For more detailed aspects of some works, computer scans of the submissions were used to created projections that could be put onto the panels to provide guidelines. Mural-sized letters were cut out to assist with painting of words.

“What you see is going to dry one shade darker,” Dorris explained to students mixing paint and putting it on sample pieces

Students also had to do some calculating to figure out supply needs and timelines for the project. Estimates were made on the amount of paint required and how long it would take to finish the project.

“I wanted to show everyone holding hands. It symbolizes togetherness,” Lucia McQuire said of her detailed art, which shows a cityscape with people. McGuire is one of the instructors and also had her piece selected for display.

Talent Middle School eighth-grader Jessalynn Lumbreras took a break from working on McGuire’s mural because it was so detailed, although she returned to it later. During the break she worked with other drawing hands on a mural that shows them supporting a weight, with part of the sun, sky, hills and mountains in the background.

“It’s fun. I’m just going over stuff,” said Lexy Broussare, who will be a freshman at Phoenix High School this fall, as she touched up details on a panel. “I love painting and stuff like that.”

Laura Quintero, another instructor, also had a piece selected. It represents the Latino community, she said of the work, which includes corn, a man, a woman and a background of the Talent skyline.

“As a community we need to realize we are a team and to reach out beyond,” said Quintero.

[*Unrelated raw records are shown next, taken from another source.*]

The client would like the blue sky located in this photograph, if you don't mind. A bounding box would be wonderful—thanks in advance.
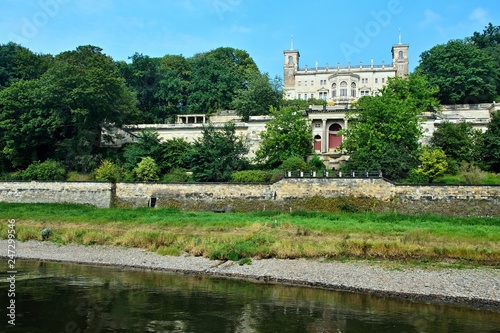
[0,0,500,76]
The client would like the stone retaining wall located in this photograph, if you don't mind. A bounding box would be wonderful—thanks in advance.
[0,181,113,208]
[0,178,500,216]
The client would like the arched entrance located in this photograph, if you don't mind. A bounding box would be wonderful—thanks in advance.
[328,124,342,149]
[314,135,321,151]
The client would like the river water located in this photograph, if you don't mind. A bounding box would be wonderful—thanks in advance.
[0,261,500,333]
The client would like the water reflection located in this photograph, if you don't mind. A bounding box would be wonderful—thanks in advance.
[0,262,500,333]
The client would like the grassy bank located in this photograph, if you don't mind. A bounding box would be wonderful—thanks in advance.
[0,203,500,266]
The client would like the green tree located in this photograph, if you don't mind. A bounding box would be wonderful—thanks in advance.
[158,138,193,173]
[188,123,248,182]
[118,53,162,124]
[280,156,309,171]
[415,40,500,104]
[123,130,162,171]
[0,42,52,90]
[469,23,500,98]
[341,74,439,180]
[482,111,500,173]
[0,80,57,170]
[430,121,481,163]
[416,148,448,182]
[233,72,283,121]
[94,160,123,182]
[134,156,160,182]
[21,159,66,181]
[204,47,259,83]
[188,55,242,113]
[0,46,136,171]
[256,107,312,168]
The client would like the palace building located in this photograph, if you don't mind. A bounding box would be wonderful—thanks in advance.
[107,37,499,169]
[283,38,409,104]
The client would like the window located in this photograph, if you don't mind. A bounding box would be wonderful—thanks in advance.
[340,81,347,97]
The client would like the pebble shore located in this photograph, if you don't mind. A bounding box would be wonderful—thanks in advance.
[0,240,500,311]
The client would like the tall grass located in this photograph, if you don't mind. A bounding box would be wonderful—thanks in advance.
[0,203,500,266]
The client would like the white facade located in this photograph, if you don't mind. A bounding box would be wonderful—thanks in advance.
[283,44,409,104]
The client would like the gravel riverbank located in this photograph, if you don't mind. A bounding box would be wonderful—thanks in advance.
[0,240,500,311]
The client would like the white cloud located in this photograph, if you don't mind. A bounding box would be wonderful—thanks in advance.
[469,7,488,25]
[418,9,443,28]
[231,24,252,34]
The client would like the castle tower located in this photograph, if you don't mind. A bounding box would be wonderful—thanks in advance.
[391,32,410,77]
[283,43,300,89]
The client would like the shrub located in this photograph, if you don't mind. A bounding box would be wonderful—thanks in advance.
[66,171,95,182]
[408,169,429,184]
[415,148,448,181]
[309,155,326,171]
[134,156,160,182]
[281,156,309,171]
[459,162,485,184]
[95,160,123,182]
[21,159,66,180]
[162,168,189,183]
[269,169,285,183]
[231,170,271,183]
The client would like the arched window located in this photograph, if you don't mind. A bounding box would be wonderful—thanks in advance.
[328,124,342,149]
[314,135,321,151]
[340,81,347,97]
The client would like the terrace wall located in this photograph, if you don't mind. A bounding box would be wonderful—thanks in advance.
[0,178,500,217]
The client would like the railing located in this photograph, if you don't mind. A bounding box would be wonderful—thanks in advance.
[297,64,393,72]
[284,170,383,178]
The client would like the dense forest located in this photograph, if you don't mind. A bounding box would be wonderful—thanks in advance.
[0,24,500,181]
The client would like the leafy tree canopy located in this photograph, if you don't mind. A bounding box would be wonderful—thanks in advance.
[482,111,500,173]
[342,74,439,180]
[233,72,283,121]
[187,123,248,182]
[0,42,52,90]
[256,106,312,168]
[0,46,136,171]
[415,36,500,104]
[430,122,481,163]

A photograph submitted by Charley Pedersen that was taken shortly after the fire will be painted on one of the panels. It shows chalk writing on a sidewalk with the words, “We are love, We are hope, We are Talent.”

There’s no student fee for the classes, which are supported by the school district and urban renewal agency. TURA is supplying the panels and paint. Community sessions to paint the panels will be conducted at Talent Maker City’s work space after the classes conclude.

Installation of water and sewer lines at the Gateway site has been completed, said Jon Legarza, TURA executive director. Pilot Rock Excavation, which is preparing the site, will begin work on power, cable and telephone lines next. Completion is scheduled for Oct. 5.